Philip Ball, an ex-Nature editor colleague who continues to write for the journal as well as many award-winning books about science, has just written his first work of fiction, The Sun and Moon Corrupted. He has been reading the reviews, a process which is either pleasurable tinged with pain or painful tinged with pleasure, I can't quite make out which. One thing is clear, though, it is different from having a scientific work mauled by the critics. Phil's experience is
"an interesting awakening to the world of fiction reviewing, where one unfortunately can’t say ‘this particular criticism was disproved in Physical Review Letters in 1991’. One person’s meat is another person’s demon-haunted brew from the foul swamps of Transylvania."

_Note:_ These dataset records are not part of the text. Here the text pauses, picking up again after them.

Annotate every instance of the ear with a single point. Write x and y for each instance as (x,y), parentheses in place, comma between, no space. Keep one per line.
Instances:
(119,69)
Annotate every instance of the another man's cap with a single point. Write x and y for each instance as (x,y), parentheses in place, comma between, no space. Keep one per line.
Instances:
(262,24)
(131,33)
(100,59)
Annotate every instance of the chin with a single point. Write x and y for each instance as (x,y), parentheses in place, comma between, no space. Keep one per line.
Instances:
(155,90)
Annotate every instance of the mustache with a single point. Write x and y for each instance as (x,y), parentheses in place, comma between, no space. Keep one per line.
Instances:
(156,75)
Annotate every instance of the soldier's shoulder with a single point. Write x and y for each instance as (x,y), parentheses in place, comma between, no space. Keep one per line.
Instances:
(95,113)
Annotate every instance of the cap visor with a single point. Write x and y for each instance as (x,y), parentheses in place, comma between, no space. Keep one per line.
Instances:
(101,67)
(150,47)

Here is a review of the book at The New Humanist. An excerpt: "Philip Ball has written several popular books on subjects as diverse as how water works, what molecules are and the world of Renaissance Magic and he brings his clarity of thought to this, his first novel. The title refers to a mystical alchemical experiment. Mercury is the Moon, a female element, whilst sulphur is the Sun, the fiery male element, and seeking their union is the goal of the philosopher. Their perfect marriage is called “The Red King”, and the properties of this alloy have to do with the philosopher’s stone, turning base metal into gold. This essentially futile quest is the backbone of the book – it is the search for a perpetual motion machine – a machine that gives out more energy than is put into it, which would violate the laws of thermodynamics."
Other reviews of the book can be read at FT.com (if you can stand it: ghastly website that spreads a tiny review over two pages so it can flash yet more rubbish at you) and at Popular Science, the blissfully quieter yet content-rich website of prolific science writer Brian Clegg. The book was also the subject of the Fiction Lab discussion group in London the other night, and you can check into Jennifer Rohn's blog Mind the Gap for a write up of that event.